変な話し方になってるんじゃないか?って不安になったり、実際、話し方が乱れて「?」って顔をされたり、、そんなことを怯えながら声を出してるんです。
私もそうだった、、実は。
今でこそ、「おかしくってもしかたないじゃん、聞こえてないんだから」って開き直れるけど。
開き直れなくって、声を出すのをやめてしまう人もいると思います。
それに、声を出すと、絶対に声で返ってくる。
「聞こえないので」って言っても「大きな声で話せば大丈夫よね?」と耳元で叫ばれたり。
(その方が唇も読めなくて、余計に分かんないんですけど。)
聞こえている人が当たり前にやっていること=「声を出す」と、周りは聞こえていると錯覚するのかな。
そういうことって、実は「聞こえなくなった自分」を受け入れようと頑張ってる心にはかなりダメージになるのです。
何も変わってないのに、耳だけが聞こえなくなった。
耳が聞こえなくなっただけなのに、全てが変わってしまったような思い。
それは中途障害では必ず通る道かもしれません。
でも「聞く」と「話す」が対になって考えられていることが、自分自身と周りの障害受容を複雑にしていきます。

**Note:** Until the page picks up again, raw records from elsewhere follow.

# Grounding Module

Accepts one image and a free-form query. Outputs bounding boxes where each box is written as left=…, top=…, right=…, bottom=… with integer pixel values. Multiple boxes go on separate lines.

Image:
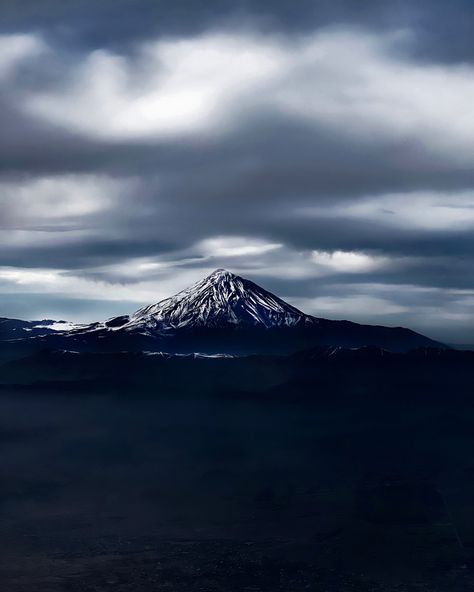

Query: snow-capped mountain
left=0, top=269, right=443, bottom=357
left=129, top=269, right=316, bottom=331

「私、見た目も変わらないし、声も出せるから忘れてるかもしれないけど、でも聞こえなくなったんだよ!分かってよ!」
そう叫びたい気持ち。
(私も失聴当時、母にはぶつけたなぁ、そんな想い。)
今でも、「松本さんは普通に話せるし、何も変わらないですね〜。私たちはなんの問題も感じないです」とか言われると、「あなたが問題を感じずに済んでる裏に、私の頑張りがあること、わかってよ〜」と言いたくなることもあります。まっ、勝手に頑張ってるだけなんだけどね。
で、ドラマの話に戻ると、
だから、想くんが声を出さなかったことは何とでも解釈できるんじゃないかな、ってこと。

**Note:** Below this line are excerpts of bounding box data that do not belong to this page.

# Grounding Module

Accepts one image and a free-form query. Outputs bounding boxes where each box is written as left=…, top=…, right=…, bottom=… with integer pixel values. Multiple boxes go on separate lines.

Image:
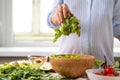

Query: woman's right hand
left=51, top=4, right=73, bottom=26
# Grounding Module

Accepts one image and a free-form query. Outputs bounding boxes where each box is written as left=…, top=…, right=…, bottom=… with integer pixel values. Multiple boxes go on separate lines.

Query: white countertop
left=0, top=47, right=120, bottom=57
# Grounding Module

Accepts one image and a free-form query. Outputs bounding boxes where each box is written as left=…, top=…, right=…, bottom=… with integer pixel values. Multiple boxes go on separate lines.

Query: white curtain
left=0, top=0, right=13, bottom=47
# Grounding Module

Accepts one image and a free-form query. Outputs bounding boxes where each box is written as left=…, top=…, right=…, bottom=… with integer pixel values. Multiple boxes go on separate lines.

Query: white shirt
left=48, top=0, right=120, bottom=65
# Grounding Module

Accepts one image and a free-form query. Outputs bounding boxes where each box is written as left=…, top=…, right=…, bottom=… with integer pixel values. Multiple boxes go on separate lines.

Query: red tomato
left=104, top=67, right=115, bottom=75
left=105, top=74, right=114, bottom=76
left=95, top=73, right=103, bottom=75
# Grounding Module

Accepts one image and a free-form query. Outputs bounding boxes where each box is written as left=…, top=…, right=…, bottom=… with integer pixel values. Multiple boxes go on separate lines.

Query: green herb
left=0, top=62, right=69, bottom=80
left=53, top=14, right=80, bottom=42
left=51, top=54, right=81, bottom=59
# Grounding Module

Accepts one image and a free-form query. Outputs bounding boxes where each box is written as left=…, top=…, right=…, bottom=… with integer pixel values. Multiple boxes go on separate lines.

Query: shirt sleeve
left=113, top=0, right=120, bottom=37
left=47, top=0, right=63, bottom=29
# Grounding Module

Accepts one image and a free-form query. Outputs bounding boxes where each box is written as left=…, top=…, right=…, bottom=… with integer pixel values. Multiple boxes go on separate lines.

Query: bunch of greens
left=51, top=54, right=81, bottom=59
left=0, top=62, right=69, bottom=80
left=53, top=14, right=80, bottom=42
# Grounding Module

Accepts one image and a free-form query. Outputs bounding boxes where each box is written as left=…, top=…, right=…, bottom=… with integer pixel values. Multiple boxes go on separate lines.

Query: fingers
left=52, top=4, right=73, bottom=25
left=62, top=4, right=70, bottom=18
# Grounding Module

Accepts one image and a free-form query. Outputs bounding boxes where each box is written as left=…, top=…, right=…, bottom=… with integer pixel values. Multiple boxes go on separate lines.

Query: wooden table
left=51, top=73, right=89, bottom=80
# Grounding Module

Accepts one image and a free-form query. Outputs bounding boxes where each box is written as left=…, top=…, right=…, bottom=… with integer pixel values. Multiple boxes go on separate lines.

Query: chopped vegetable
left=0, top=62, right=69, bottom=80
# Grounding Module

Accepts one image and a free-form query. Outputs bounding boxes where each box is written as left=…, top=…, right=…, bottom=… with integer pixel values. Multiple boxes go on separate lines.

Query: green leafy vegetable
left=0, top=62, right=69, bottom=80
left=51, top=54, right=81, bottom=59
left=53, top=14, right=81, bottom=42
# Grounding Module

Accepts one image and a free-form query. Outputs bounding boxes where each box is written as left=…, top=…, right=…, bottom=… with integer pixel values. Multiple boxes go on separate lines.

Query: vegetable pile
left=95, top=56, right=119, bottom=76
left=0, top=62, right=69, bottom=80
left=51, top=54, right=81, bottom=59
left=53, top=14, right=81, bottom=42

出せなくなったのか、出さなくなったのか、出さないと決めたのか。
ドラマでそこまで描いてくれたら、「中途失聴」への理解が少し深まるんじゃないかなぁ、と密かに期待。
それから想くんの手話。
「訳わかんないけど、泣けた〜」って声も多かったようです。
それはあの手話が、日本語を手話の形に置き換えただけではない、ネイティブな手話表現(ろう者の言語としての手話、日本手話)に近かったから、ではないかなぁ。
どう違うの?って思うかもしれません。
例えば、「すごく大きい」って伝えたい時に
「すごく」「大きい」「です」っていうより、「デケェ〜!!」って表現した方が、デッカさが伝わる、そんな感じ。

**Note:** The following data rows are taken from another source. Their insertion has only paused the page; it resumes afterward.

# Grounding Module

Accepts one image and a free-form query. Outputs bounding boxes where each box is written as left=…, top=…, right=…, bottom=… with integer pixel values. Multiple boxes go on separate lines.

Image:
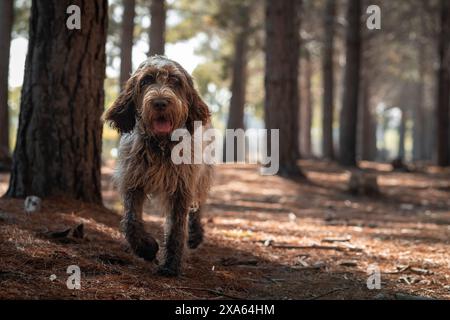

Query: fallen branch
left=308, top=287, right=348, bottom=300
left=171, top=287, right=246, bottom=300
left=321, top=237, right=352, bottom=243
left=271, top=244, right=362, bottom=251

日本手話は手の形だけでなく、動き、顔の表情、、そういうのひっくるめて手話なので、「言語」としての表現パワーがハンパない。
だから彼の手話が、意味がわからなくても感動的に見えたのではないかしら。
まぁ、聞こえなくなって3年、その前の進行している間も含めて8年としても、あそこまで手話できるようになったのはスゲーなとは思いました。
夏帆さん演じる手話ネイティブっぽい女性が絡んでるのかな。好きな人と伝え合うためにっていうのが言語習得の一番の上達の道だろうから。
まっ、そんな手話の習得にも、彼の決意があった、、、みたいに描かれることを期待しようっと。
そんな訳で、声を出さないことも、手話が上手だったことも、そんなに違和感はなく、むしろ「伏線だったらいいな」的な期待に繋がった私。
唯一の違和感、、、それは、手話で捲し立てる想に、紬が混乱しつつも「分からないから、筆談でも、、」って言ったシーン。
紬は想が言っていることを理解したいと思ったのに、想は「言ってること、分からないだろ?」って。
ほら、こんなふうに、もう話せないんだ、通じ合えないんだ、って、切り捨てるように返しちゃう。
ここには正直、「はぁ?」って思ってしまいました。
声も手話も筆談も、言いたいことを伝えるための「ツール」じゃん。
声と手話ですれ違うなら、筆談すればいいし、音声認識使えばいいじゃん。
もう、君とぼくとは住む世界が違うんだ、みたいなことを一方的にぶつけられた紬の、「何が起こったの?」「私、怒られてるの?」みたいな表情が何とも言えなかったです。おいてけぼりにされたような、、、。
でも、ふと考えました。
もしかしたら私も聞こえなくなった当初、そんなこと、ぶつけたかもしれない、当時付き合ってたダンナに。(もう、時効ってことで 笑)
でも、障害者になるって、実は、別々の違う世界(聞こえる人の世界と聞こえない人の世界)に住むようになるんじゃなくて、それまで一緒にいた世界(聞こえることが当たり前の世界)の幅が少し広がった世界(聞こえない人もいる世界)になって、その広がった分の変化をいろんな方法でクリアしながら生きていく、ってことなんじゃないかな、と今なら思います。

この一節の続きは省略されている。